Acommon refrain around corporate spaces these days is “give me the data”, and it’s often heard at the end of a meeting when the boss is trying to wriggle out of spending money. Well, here’s what can happen when you give them the data.
Data shows there’s a correlation between the number of people who drown in pools and the number of films Nicolas Cage appears in. Data also shows a strong association between per capita cheese consumption and the number of people who die by becoming entangled in sheets. There are also worrying figures that have linked the divorce rate with margarine consumption, and another set linking marriage rates with the number of people who drown after falling out of a fishing boat.
Those correlations were collected by military intelligence analyst Tyler Vigen, who wanted to show the difference between correlation and causation and, along the way, also showed the many weird ways Americans die. His blog has now been turned into a book, Spurious Correlations, and it’s a timely reminder that data is a science that should be handled with care.
Data now has a halo of respectability in meeting rooms. It’s treated with respect (sometimes awe); it wins arguments; it’s dressed in graphs to make it more imposing; and it’s usually given the last word. The only way to beat data in a boardroom is to bring another set of statistics to the table.
The reason everyone is getting excited by data is that there’s so much of it around — and there’s enough computer power to crunch it into “meaningful” insights. Many bosses demand data when they can’t make decisions. The mantra in big companies is that their people should collect as much data as possible so the geeks in data analytics can dump it into algorithms and get the answers to every question, including those nobody ever thought of asking. It’s more fun than an executive toy.
As much fun as it is, some fear we are entering an era of dodgy data. One of those is Richard Nisbett, who wrote Mindware: Tools for Smart Thinking, and who is particularly worried about how data is used in health studies. For instance, he quotes the fact there is a statistical correlation between men who take vitamin E and a lower risk of prostate cancer. This finding got researchers so excited they did a real study on people and found vitamin E actually contributes to the likelihood of prostate cancer. So the data told men to pop a vitamin, while the experiment told them to get a chill pill.
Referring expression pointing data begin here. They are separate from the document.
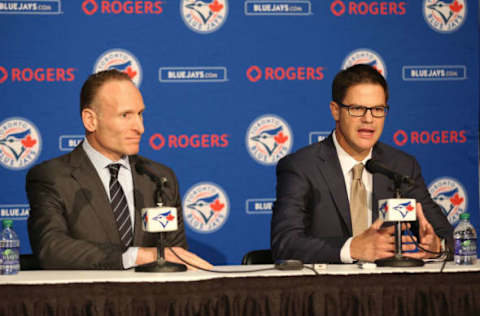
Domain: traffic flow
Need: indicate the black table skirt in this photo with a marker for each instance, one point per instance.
(387, 294)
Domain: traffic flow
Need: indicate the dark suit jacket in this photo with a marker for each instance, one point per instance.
(311, 216)
(71, 223)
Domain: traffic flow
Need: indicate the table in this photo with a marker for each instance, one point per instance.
(336, 290)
The health industry is awash with popular correlations. For instance, when we learned people in the Mediterranean live longer, everyone rushed to the conclusion it was the olive oil. Others have linked the extended lifespan of Japanese to soy consumption or seaweed diets. And when the longevity of Greek men on the island of Icaria was discovered, people started drawing conclusions about the fact they didn’t wear watches, or they drink a special “mountain tea”. And, of course, we all drink a lot of red wine because long-lived French people do.
Now, all of those things may have something to do with a long life — olive oil is a good starting point. Or they might be part of the story — the French paradox might have more to do with cheese. Or it might be none of the story. But to sceptics it’s not good enough. For instance, that finding about vitamin E intake and prostate cancer didn’t ask the obvious question: what else are men who take vitamin E doing? Wouldn’t they be the people who are so interested in their health they also eat well, exercise, get regular medical checks and have the money to invest in their health?
The media is partly to blame. Data gives us headlines, it fits into big type and sometimes makes readers sit up and shake. But data should be a way into the conversation, not the final word. It should flag an area worth investigating, and then we should do what we’ve always done — ask good questions, look at it in context and be aware of the limitations of what it’s telling us. And when a boss says the data should provide the answer, ask the boss what the question is.